O Bando do Olodum é uma das mais exitosas companhias teatrais do país comandada por afro-brasileiros. O empreendedorismo poderia ser a saída para “emponderar” a comunidade e garantir a diversidade nas produções?
Pode ser, não, é a saída. Simplesmente não vejo de outra forma. É assim nos Estados Unidos e em qualquer outro lugar. O problema é que não fomos educados a sermos empreendedores em nossas escolas, então é necessário buscar esse estudo.

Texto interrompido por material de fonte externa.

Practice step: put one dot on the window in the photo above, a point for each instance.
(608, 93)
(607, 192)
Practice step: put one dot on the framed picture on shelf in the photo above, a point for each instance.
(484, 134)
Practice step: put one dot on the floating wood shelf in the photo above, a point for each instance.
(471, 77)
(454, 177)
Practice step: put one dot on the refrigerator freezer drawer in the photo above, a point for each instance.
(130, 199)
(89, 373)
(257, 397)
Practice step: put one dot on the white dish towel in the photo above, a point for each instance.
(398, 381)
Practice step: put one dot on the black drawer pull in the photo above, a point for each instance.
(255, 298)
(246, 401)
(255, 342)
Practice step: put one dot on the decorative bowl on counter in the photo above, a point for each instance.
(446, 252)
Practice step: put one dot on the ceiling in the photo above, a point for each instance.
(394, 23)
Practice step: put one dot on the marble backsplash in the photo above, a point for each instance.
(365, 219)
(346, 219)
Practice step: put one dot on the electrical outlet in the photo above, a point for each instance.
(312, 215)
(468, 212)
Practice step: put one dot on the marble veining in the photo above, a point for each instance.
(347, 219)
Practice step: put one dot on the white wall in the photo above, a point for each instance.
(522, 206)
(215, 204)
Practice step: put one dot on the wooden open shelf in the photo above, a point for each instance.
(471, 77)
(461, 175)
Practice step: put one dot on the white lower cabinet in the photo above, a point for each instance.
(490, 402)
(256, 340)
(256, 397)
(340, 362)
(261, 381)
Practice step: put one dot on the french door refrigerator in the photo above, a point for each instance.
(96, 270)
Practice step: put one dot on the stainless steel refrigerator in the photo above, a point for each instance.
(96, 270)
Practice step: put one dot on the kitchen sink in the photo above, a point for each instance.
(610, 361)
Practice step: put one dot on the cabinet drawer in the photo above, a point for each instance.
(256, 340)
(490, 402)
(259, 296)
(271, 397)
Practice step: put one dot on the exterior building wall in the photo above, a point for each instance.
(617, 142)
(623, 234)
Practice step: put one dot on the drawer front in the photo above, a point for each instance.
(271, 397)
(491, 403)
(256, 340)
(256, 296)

Mas, se percebermos os grandes artistas no mundo são grandes empreendedores, buscam oportunidades e fazem acontecer. Excelente você citar o Bando do Olodum. Para mim é uma das grandes referências, comecei a fazer teatro com eles, em Salvador, e o fato de se auto-produzirem é um grande diferencial! Com certeza o Bando foi minha inspiração para eu ir para o eixo Rio-SP e ter minha produtora, a Realiza! Produtora Cultural, que cuida de projetos na área de teatro e audiovisual.
Entre a nova geração de atrizes, você se mostra uma das mais ativas e multimídias. Com participações em stand up autorais, além de um programa na internet, no qual você encarna uma divertida consultora de autoajuda. Como está este projeto?
Sinceramente, acho que ainda faço muito pouco. Quero muito, muito mais! A web série Manual da Mulher Poderosa atualmente está em fase de captação de recursos e desenvolvimento. A meta é lançá-la neste ano. Inclusive se algum possível patrocinador estiver lendo este texto, pode entrar em contato, estamos inscritos nas leis de incentivo. Para quem ainda não viu o piloto, segue o link . Quem gostar pode compartilhar!
Nas comédias românticas e as sitcom brasileiras, quando aparecem negros, eles são retratados como “personagens folclóricos” ou então colocam um único afro-brasileiro para, digamos, “limpar a barra”. Será que ao aceitar ser o único negro do elenco este ator/atriz não está incentivando a exclusão?
Acredito que isso depende muito do ponto de vista. Sou do fazer, de ocupar os espaços, independente de quantos são. Em Jóia Rara descobri o amor que tenho pelo audiovisual e pela TV, e desejo atuar na próxima novela ainda neste ano. Descobri o quanto é importante nosso papel, e por isso desejo fazer a diferença.
Precisamos de Ação! AGIR, AGIR, AGIR!